Bernd Noack: Ein Pilot landet hart auf dem Küchentisch, NZZ, 2023

Bernd Noack:  Ein Pilot landet hart auf dem Küchentisch, NZZ, 25.10.2023

Tine Melzer hat das anrührende Porträt eines Mannes geschrieben, der sich aus der Welt zurückzieht und die Wirklichkeit zu Hause als Miniatur nachbildet.

Früher blickte er als Pilot von oben auf die Erde und sah, im doppelten Sinn abgehoben, dass sie rund und gut war. Heute hockt er am Küchentisch und baut sich seine Welt im kleinsten Massstab selber zusammen; streut grüne Wiesen auf die Modellbauplatte, lässt es fein schneien, schiebt winzige Menschenfiguren von einer Gegend in die andere. Zufrieden ist er nicht: «Hätte ich einen Überblick über meine derzeitige Lage, wäre mir schwindlig von der flachen Weite.»

Er heisst Johann Trost, aber sein Nachname ist ihm nicht wirklich einer. Die in Zürich und Finnland lebende Autorin Tine Melzer hat sich diese tragische Figur erdacht, die in ihrem misanthropischen Weltschmerz so viel Komik behält, die den öden Regeln und Wiederholungen des Alltags Lebensmut entgegensetzen möchte und an der eigenen Trägheit, an der Absurdität der Normalität scheitert. Ein langer Monolog ist ihr Debütroman, dessen Titel «Alpha Bravo Charlie» keineswegs, auch wenn es so klingt, eine Ermunterung sein soll, vielmehr für das Buchstabieren (aus der Pilotensprache) des Immergleichen steht. Trost wagt zwar den Schritt in die Realität, doch: «Vom Fenster aus und in Miniatur sieht die Welt erträglicher aus.»

Vergeudete Tage

Das schmale Buch ist ein Kleinod. Melzer beherrscht die Kunst der tiefen Anteilnahme an einem Schicksal, das so banal ist, dass man aufschreien und Johann Trost am Schopf packen möchte, um ihn aus seiner Lethargie herauszureissen. Sein Unvermögen, mit anderen Menschen Kontrakte einzugehen, gepaart mit einer an der Seele nagenden Einsamkeit, machen aus dem Mann einen Helden der mitleiderregenden inneren Unsicherheit.
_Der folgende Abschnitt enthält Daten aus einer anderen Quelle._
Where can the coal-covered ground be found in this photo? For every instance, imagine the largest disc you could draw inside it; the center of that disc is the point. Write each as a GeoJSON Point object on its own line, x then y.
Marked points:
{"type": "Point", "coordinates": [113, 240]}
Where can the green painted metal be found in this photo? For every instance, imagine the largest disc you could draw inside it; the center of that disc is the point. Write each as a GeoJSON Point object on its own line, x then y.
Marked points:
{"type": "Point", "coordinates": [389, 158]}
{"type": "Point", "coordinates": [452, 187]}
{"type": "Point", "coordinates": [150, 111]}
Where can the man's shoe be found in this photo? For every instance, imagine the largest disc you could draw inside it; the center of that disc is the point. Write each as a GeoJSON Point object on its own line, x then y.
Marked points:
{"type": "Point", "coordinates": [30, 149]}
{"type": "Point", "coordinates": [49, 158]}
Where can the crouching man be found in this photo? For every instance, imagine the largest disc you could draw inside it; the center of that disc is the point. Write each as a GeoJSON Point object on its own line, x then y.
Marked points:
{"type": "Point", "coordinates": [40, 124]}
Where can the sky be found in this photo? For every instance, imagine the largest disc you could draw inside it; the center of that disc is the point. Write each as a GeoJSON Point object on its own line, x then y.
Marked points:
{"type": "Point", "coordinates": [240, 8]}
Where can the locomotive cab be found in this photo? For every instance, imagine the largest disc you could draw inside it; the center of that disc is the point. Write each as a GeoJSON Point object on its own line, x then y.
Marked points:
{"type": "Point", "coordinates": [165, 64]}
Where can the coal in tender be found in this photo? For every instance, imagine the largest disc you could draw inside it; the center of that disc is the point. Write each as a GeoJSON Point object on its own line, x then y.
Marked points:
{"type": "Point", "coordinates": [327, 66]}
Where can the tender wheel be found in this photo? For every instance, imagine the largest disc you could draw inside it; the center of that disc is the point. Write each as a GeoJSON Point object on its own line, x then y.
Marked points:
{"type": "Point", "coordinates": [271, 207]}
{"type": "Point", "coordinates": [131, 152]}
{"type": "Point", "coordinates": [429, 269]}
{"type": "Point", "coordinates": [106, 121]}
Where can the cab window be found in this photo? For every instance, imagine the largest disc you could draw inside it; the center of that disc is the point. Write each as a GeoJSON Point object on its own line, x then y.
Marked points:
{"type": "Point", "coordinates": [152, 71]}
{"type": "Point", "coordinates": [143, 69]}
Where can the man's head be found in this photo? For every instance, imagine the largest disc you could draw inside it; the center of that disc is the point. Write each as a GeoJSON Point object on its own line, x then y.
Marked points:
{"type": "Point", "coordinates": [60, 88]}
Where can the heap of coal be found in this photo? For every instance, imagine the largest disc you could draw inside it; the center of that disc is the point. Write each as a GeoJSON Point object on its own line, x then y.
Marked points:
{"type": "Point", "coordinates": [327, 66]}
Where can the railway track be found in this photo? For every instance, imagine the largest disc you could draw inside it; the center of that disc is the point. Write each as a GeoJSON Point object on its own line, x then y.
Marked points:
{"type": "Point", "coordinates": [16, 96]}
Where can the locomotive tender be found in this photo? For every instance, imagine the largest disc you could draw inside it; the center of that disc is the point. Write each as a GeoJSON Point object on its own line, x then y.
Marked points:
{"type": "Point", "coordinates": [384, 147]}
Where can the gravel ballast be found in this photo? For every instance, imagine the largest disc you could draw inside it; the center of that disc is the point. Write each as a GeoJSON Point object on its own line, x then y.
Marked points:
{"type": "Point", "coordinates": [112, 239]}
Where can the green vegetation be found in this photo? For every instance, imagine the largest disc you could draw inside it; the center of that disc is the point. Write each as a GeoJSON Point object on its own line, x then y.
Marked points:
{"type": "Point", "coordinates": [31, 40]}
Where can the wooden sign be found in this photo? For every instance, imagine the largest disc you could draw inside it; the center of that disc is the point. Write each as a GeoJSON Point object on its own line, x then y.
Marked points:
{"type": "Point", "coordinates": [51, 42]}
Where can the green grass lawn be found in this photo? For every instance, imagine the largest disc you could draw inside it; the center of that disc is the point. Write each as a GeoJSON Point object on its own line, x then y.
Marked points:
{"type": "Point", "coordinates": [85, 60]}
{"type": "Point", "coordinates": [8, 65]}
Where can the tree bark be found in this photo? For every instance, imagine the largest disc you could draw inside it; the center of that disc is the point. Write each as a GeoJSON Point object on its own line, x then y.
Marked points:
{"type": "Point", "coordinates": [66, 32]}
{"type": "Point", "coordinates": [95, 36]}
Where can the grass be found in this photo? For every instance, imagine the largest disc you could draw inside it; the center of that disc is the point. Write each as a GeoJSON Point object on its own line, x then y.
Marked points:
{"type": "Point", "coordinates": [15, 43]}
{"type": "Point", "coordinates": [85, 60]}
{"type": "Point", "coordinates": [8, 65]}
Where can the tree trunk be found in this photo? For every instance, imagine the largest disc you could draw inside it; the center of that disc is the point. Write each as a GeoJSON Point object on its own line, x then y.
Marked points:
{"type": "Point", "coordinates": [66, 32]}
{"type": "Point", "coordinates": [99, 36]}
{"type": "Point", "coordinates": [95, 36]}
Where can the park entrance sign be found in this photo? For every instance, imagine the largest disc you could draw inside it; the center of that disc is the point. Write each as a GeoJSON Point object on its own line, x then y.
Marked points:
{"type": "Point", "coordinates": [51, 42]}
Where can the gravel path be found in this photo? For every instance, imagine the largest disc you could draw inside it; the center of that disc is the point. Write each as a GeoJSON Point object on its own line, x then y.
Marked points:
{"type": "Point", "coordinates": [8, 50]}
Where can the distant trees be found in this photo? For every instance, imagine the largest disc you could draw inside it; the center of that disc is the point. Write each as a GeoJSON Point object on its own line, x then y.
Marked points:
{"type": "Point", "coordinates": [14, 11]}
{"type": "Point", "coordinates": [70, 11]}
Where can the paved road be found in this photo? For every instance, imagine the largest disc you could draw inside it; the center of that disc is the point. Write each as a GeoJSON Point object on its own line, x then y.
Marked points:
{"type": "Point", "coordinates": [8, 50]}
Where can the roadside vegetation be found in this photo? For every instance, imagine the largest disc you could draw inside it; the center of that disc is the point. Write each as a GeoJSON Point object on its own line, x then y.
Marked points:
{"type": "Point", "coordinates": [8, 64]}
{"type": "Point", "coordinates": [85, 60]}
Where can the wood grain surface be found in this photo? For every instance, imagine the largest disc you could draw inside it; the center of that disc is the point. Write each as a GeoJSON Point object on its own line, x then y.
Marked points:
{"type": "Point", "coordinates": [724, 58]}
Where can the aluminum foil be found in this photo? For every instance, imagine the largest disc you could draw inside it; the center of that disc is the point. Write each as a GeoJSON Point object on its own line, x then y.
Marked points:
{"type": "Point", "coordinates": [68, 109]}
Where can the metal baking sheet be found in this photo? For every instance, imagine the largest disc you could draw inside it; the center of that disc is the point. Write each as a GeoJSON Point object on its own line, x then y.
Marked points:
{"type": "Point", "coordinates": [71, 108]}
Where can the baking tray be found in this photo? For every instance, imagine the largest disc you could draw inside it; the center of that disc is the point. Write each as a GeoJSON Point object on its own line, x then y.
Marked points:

Melzers Sätze sind da schön und kratzig zugleich: Trost fragt sich, was aus seiner Vergangenheit werden soll. Oder er findet, an seinen Nachmittagen ist der Tag schon so vergeudet, «dass sich ein frischer Gedanke nicht mehr lohnt». Und er sieht ein, was Zeitverschwendung ist, «sobald es zu spät ist». Seine Tage wiederum sind ohne Dringlichkeit, und es tut ihm leid, steht da, «dass ich nicht genauer Bescheid weiss über den Profit, den man aus einem passabel, aber unbemerkt geführten Leben wie dem meinen schlagen könnte».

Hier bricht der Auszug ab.